The central government is reportedly developing an incentive scheme to improve financing options for electric trucks and buses, addressing one of the major obstacles to India's green mobility transition-limited access to affordable credit for fleet operators. According to a Mint report, the initiative aims to tackle lenders' reluctance to finance expensive EVs that depreciate faster than conventional vehicles.
As per Mint, discussions are underway between the Ministry of Heavy Industries (MHI) and the Department of Financial Services (DFS) under the finance ministry to create a framework that supports commercial electric vehicle (EV) financing. The plan follows a recommendation from NITI Aayog and could include incentives for banks and non-banking financial companies (NBFCs) as well as new lending guidelines for electric commercial vehicles.
One person familiar with the matter told Mint that the scheme may encourage lenders to offer loans at lower interest rates and structure products that convert upfront capital costs into operational expenses. NITI Aayog, in an August report, had suggested the creation of a pooled fund-drawing from public and multilateral sources-to provide low-interest loans, particularly for small fleet operators. The think tank had recommended that the scheme be rolled out within a year of its proposal.
A second source quoted by Mint confirmed that preliminary talks between MHI and DFS have begun but added that the size of the funding corpus is yet to be determined.
Citing estimates from Mordor Intelligence, Mint noted that India's commercial EV financing market is projected to grow from $2.37 billion in 2025 to nearly $20 billion by 2030.
Mint said queries sent to MHI, DFS, and NITI Aayog on November 3 remained unanswered.
Financing the Transition
According to Mint, financing electric trucks and buses poses unique challenges for lenders due to higher upfront costs-roughly 2.5 times that of diesel vehicles-and uncertainty about resale value. Dhiraj Agrawal, Chief Business Officer at Mufin Green Finance, told Mint that the lack of a mature resale market and concerns around residual value increase the risk perception for financiers.
Residual value-the estimated worth of a vehicle at the end of its loan term-is typically lower and less predictable for EVs, largely because batteries depreciate faster than internal combustion engines. This makes tracking battery health a key factor in assessing asset quality and resale potential, Mint reported.
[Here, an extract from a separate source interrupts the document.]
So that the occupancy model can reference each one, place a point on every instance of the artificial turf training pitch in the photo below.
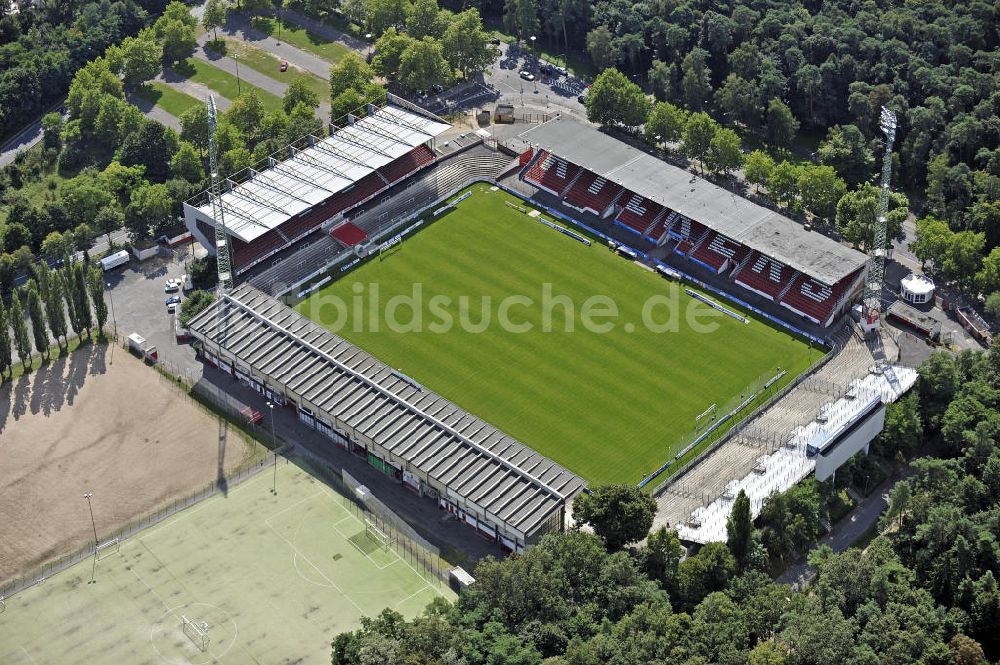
(610, 406)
Surya Khurana, Managing Director of FlixBus India, told Mint that financing e-buses remains difficult given their high cost, evolving technology, and limited historical performance data. He said smaller operators, in particular, often lack the balance sheet strength or credit history to access loans on favourable terms.
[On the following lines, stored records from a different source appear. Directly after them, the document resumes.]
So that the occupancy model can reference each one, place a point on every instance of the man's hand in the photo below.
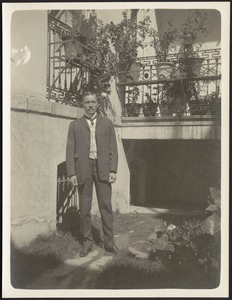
(73, 180)
(112, 178)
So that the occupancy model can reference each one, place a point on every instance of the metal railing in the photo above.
(67, 196)
(147, 91)
(68, 67)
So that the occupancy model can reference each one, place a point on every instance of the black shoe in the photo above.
(113, 249)
(84, 252)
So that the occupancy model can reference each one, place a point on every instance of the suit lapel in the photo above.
(84, 122)
(99, 118)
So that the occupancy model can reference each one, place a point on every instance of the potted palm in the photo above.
(133, 107)
(190, 35)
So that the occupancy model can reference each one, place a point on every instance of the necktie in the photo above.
(91, 119)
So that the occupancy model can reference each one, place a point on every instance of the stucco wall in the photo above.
(38, 141)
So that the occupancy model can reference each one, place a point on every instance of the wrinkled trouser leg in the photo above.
(85, 192)
(104, 192)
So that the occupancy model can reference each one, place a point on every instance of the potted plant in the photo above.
(74, 42)
(190, 35)
(215, 103)
(199, 105)
(162, 41)
(133, 107)
(126, 37)
(149, 107)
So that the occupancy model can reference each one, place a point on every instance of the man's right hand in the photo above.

FlixBus India, a subsidiary of Germany's intercity coach operator FlixBus, works with local bus operators to provide affordable, technology-driven long-distance bus travel in India.
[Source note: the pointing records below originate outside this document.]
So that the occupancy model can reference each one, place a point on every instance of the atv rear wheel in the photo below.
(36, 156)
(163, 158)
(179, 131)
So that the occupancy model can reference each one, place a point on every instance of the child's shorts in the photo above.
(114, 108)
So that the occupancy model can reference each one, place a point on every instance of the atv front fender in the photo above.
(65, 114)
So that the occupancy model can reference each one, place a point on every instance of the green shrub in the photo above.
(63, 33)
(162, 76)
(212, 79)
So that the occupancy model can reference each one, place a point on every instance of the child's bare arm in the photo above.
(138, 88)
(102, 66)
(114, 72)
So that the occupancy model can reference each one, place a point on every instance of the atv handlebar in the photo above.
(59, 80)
Agrawal of Mufin Green Finance told Mint that EV borrowers typically face higher borrowing costs. Loan interest rates for electric two- and three-wheelers can be 5-14 percentage points higher than those for petrol or diesel models, while commercial EVs-especially heavy-duty ones-attract rates 5-10 points higher than comparable internal combustion engine (ICE) vehicles.
Aligning with Net-Zero Goals
As Mint noted, the push for improved EV financing mechanisms aligns with India's broader goal of reducing dependence on fuel imports and achieving net-zero emissions by 2070. Although government schemes such as FAME and PM E-Drive have accelerated adoption in the two- and three-wheeler segments, larger commercial vehicles remain laggards due to cost barriers.
An electric bus currently costs around Rs 1-1.25 crore, compared to Rs 25-50 lakh for a diesel model. Similarly, heavy electric trucks weighing above 12 tonnes can cost between Rs 1-1.5 crore, roughly two to three times the price of their diesel counterparts, Mint reported.
NITI Aayog's report also pointed out that India's truck and bus ownership is highly fragmented, with small players struggling to obtain financing for high-value EVs. Agrawal told Mint that while lenders use telematics and battery health data to monitor vehicle performance, the absence of standardised frameworks for reporting battery degradation complicates asset evaluation.
Industry experts told Mint that the shortage of reliable performance data on heavy-duty EVs continues to restrict credit flow to the sector.
Despite policy support, adoption rates remain low. Citing NITI Aayog data, Mint reported that as of 2024, electric buses made up only 7% of total bus sales in India, compared to 50% in China and 14% in Europe. The adoption of heavy-duty electric trucks was just 0.07%, versus 3% in China and 2% in Europe.
According to Mint, the proposed financing plan could represent a strategic shift from subsidy-driven policies to credit facilitation-bringing India's EV policy closer to global models that emphasize financial risk-sharing and de-risking.